スマホ強化は8割達成 高付加価値の土管屋になる--KDDI社長 田中孝司
アイフォーン投入の陣頭指揮を執ったのは2010年12月に就任し、「新しいKDDIをつくる」と宣言した田中孝司社長。10年間にわたり采配を振るった、小野寺正・現会長からバトンを渡され、最大の課題であったスマートフォン(スマホ)強化に取り組んでいる。スマホ普及後の成長戦略を田中社長に聞いた。
──社長就任時の会見では、社内に自由闊達な雰囲気を取り戻したいと強調していました。
スマホへの対応が遅れたのはリスクを恐れる集団になっていたからだ。

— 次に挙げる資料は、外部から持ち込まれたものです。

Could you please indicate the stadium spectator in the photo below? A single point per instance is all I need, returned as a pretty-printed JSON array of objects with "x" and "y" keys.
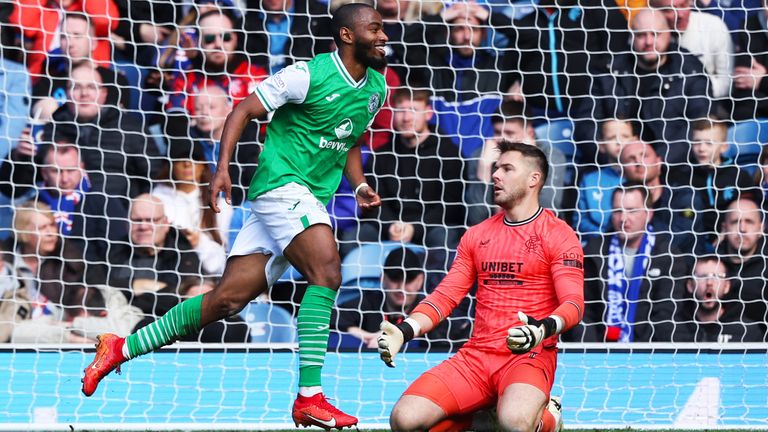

安定した業績が続くと組織は堕落する。保身に走り、新しいことへ挑戦しなくてもよいと考える雰囲気が社内にあった。そのため「あんなもの売れるわけがない」と、スマホを軽視してしまった。
スピード感の欠如は業界特有の問題でもある。通信事業者は月々に決まった収入があり、収益は急激に変わらない。世の中に10の変化が起きても、0・5くらいの変化しか起きない。そのため、世の中の変化が業績に直結するメーカーなどとは違い、社会の変化に乗り遅れてしまう。社長に就任した際、もう一度戦う集団になるために、縦横の組織と自由にコラボレーションできるような雰囲気が必要だと考えた。